Ach my ślepcy! Jeżeli jeszcze się nie nawróciliście grzecznie informuję - Wisła gra zajebiście, wszystko jest okej, ładnie, fajnie, miło i przyjemnie. Problem jest tylko jeden - hejterzy! To przez nich biedny Meresiński nie podszedł do matury odszedł z klubu, to przez nich klub przegrał siedem meczów z rzędu. Poważnie się więc zastanów, lojalnie ostrzegam, bo inaczej - co jest ostatnio modne - Twoje IP zostanie namierzone.

Fatalny stan finansów i cyrk organizacyjny to też Twoja wina!

Nie no, jeszcze raz wracając do Sławka Peszki, szanujmy się. Jeżeli Wisła chce poprawić swój wizerunek (a co za tym idzie zmniejszyć krytykę) to musi - uwaga, będzie cholernie odkrywczo - zacząć wygrywać mecze i uporządkować nieco burdel organizacyjny. Jak ktoś ma kontakty w Wiśle to niech mu to podeśle - długo nad tym myślałem, lecz zapewniam - to na pewno zahamuje hejt.

Przechodząc już na samo boisko, to trzeba przyznać, że Wisła naprawdę wzięła sobie moje przemyślenia do serca - od początku do końca napór na bramkę Piasta - który stworzył sobie mniej więcej tyle sytuacji, ile zdań na rozprawce maturalnej zamieścił Meresiński - co przyniosło efekt dopiero w doliczonym czasie gry. Małecki strzela, piłka odbija się od Heberta i ląduje w siatce Piasta. Wdowczyk na konferencji przed meczem mówił, że potrzebny jest im jeden dobry mecz - taki został właśnie rozegrany, dodatkowo zakończony happy endem. Piast zapłacił za swoją nieporadność - głównie dominowała u nich popularna taktyka "no think pass", nic poza tym.

1:0.

Lechia Gdańsk - Lech Poznań

-We Włoszech patrzono na mnie jak na szaleńca ze względu na ofensywny futbol grany przez mój poprzedni klub, Spezię – mówił na swojej pierwszej konferencji prasowej Nenad Bjelica. Słowa niemal od razu zamienił w czyny - z Pogonią wreszcie rozbił duet Tetteh-Trałka, zastępując drugiego z nich ofensywnie usposobionym zawodnikiem, co przyniosło zwycięstwo z Pogonią 3:1. Nikt nie zwracał nawet uwagi, że gdyby Zwoliński wykorzystał swoje setki, Lech zostałby zmieciony z boiska niczym Gołota przez Lewisa.. Liczył się ofensywny styl, jaki od początku wszczepił zawodnikom nowy trener.

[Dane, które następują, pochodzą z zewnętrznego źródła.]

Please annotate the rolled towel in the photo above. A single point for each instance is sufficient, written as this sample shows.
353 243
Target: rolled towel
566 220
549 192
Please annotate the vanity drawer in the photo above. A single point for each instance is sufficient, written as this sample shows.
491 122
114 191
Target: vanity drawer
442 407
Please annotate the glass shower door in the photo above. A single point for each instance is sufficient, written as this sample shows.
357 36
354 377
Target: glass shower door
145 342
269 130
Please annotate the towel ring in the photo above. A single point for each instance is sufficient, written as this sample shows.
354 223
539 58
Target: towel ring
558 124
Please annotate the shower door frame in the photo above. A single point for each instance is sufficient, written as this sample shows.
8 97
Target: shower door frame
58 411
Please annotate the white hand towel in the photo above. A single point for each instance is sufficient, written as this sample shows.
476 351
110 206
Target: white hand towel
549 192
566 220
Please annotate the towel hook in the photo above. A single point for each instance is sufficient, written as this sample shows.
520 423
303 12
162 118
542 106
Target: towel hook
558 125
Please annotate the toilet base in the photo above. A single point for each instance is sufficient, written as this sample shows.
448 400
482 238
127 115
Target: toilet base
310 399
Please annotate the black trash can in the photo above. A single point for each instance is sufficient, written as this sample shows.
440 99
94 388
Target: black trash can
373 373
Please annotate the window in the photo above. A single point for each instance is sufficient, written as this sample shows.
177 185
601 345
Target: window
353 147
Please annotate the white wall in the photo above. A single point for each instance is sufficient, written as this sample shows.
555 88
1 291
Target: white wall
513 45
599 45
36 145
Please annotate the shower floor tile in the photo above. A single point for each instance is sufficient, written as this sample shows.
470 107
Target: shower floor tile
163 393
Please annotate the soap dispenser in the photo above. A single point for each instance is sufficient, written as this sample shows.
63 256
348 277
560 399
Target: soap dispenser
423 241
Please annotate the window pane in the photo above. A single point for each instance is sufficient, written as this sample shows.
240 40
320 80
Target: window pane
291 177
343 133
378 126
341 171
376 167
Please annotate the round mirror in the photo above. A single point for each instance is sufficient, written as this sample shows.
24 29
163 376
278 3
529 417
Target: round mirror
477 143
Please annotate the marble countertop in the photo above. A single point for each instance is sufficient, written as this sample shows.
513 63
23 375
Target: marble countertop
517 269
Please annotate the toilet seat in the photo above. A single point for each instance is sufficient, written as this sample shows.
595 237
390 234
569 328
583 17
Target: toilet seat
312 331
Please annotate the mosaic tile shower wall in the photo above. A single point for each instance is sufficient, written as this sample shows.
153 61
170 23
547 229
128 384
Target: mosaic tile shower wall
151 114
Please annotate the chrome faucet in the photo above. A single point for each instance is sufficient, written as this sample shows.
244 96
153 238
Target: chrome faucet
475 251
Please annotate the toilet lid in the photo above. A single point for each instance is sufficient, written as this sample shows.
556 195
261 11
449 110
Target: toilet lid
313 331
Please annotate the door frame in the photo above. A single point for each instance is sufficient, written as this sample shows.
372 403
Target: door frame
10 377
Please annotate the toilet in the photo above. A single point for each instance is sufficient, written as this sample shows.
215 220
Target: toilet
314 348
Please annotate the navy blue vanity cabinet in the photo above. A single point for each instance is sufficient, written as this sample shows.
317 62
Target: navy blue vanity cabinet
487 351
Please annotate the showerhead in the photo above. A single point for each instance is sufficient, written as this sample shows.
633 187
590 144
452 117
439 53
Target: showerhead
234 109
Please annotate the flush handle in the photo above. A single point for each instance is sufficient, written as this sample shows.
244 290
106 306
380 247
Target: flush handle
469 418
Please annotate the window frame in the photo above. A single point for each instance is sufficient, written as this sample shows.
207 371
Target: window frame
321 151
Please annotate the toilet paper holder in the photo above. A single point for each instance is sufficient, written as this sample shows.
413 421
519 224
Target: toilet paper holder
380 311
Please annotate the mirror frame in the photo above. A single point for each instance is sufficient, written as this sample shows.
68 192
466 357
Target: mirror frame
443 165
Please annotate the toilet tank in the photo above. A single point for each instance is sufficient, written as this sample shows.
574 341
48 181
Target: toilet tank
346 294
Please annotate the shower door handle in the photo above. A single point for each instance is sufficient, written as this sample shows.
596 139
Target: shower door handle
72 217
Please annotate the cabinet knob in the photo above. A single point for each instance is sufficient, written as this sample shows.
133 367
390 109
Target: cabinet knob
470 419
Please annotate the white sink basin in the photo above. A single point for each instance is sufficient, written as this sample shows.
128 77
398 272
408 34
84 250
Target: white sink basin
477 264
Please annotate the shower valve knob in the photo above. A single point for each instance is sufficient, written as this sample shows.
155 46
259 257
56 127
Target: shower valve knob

W starciu w Gdańsku, na naprawdę trudnym terenie, zdecydował się wrócić do wspomnianej wcześniej pary. Co gorsza - za kartki pauzował jeden stoper (Bednarek), a drugi (Arajuuri) wypadł na rozgrzewce. Para Wilusz-Nielsen na Lechię powodowała palpitację serca przy każdym kontakcie z piłką, głównie, jeżeli chodzi o byłego reprezentanta Polski (tak, Wilusz grał swego czasu u Nawałki). Maciej od początku spełniał jednak swoją rolę - udawało mu się nic nie spieprzyć, co odróżniało go od każdego innego występu w barwach Lecha.

No bo, jak wyliczył portal weszlo, wychodzi coś takiego:

Lech z Wiluszem grającym dłużej niż 5 minut: 0 zwycięstw, 1 remis, 8 porażek

Lech z Wiluszem grającym krócej niż 5 minut (lub wcale): 9 zwycięstw, 1 remis, 3 porażki"


Zaczęło się wspaniale dla przyjezdnych - jeszcze w pierwszej połowie piłkę z prawej strony dorzucił Makuszewski, a skuteczny ostatnio jak za dawnych dobrych czasów Marcin Robak pokonał goalkeepera Lechii. Na nieszczęście dla Kolejorza trzy minuty później było już 1:1 - Lech pokrył przy rzucie rożnym jak Dąbrowski Aubameyanga, co zakończyło się trafieniem Marco Paixão.

Ogólnie mecz żywy, bardzo dobry zarówno w pierwszej, jak i w drugiej połowie. Co dzieje się jednak pod koniec? No zgadnijcie, kto strzelił bramkę samobójczą...

Maciej Wilusz! Któż by pomyślał...


"Raduje się serce, raduje się dusza, kiedy twój przeciwnik ma w składzie Wilusza" - Andrzej Kałwa.

2:1

Legia Warszawa - Zagłębie Lubin


Jak zauważył Paweł Mogielnicki z 90minut.pl, Hasi miał być trenerem na lata, a został trenerem na lato. Albańska przygoda wesołego szkoleniowca z Polską dobiega właśnie końca - mecz z Zagłębiem będzie prawdopodobnie jego ostatnim w tej jakże historycznej przygodzie z warszawską Legią - wiedzieliście na przykład, że nikt wcześniej w LM nie stracił trzech goli tak szybko, albo że - o czym nie mówi się tak dużo - Borussia wyrównała rekord oddanych strzałów na bramkę w jednym meczu Champions Leaque. Jeżeli dodamy do tego historyczny awans do Ligi Mistrzów, wyjdzie nam prosty rachunek - Hasi to geniusz!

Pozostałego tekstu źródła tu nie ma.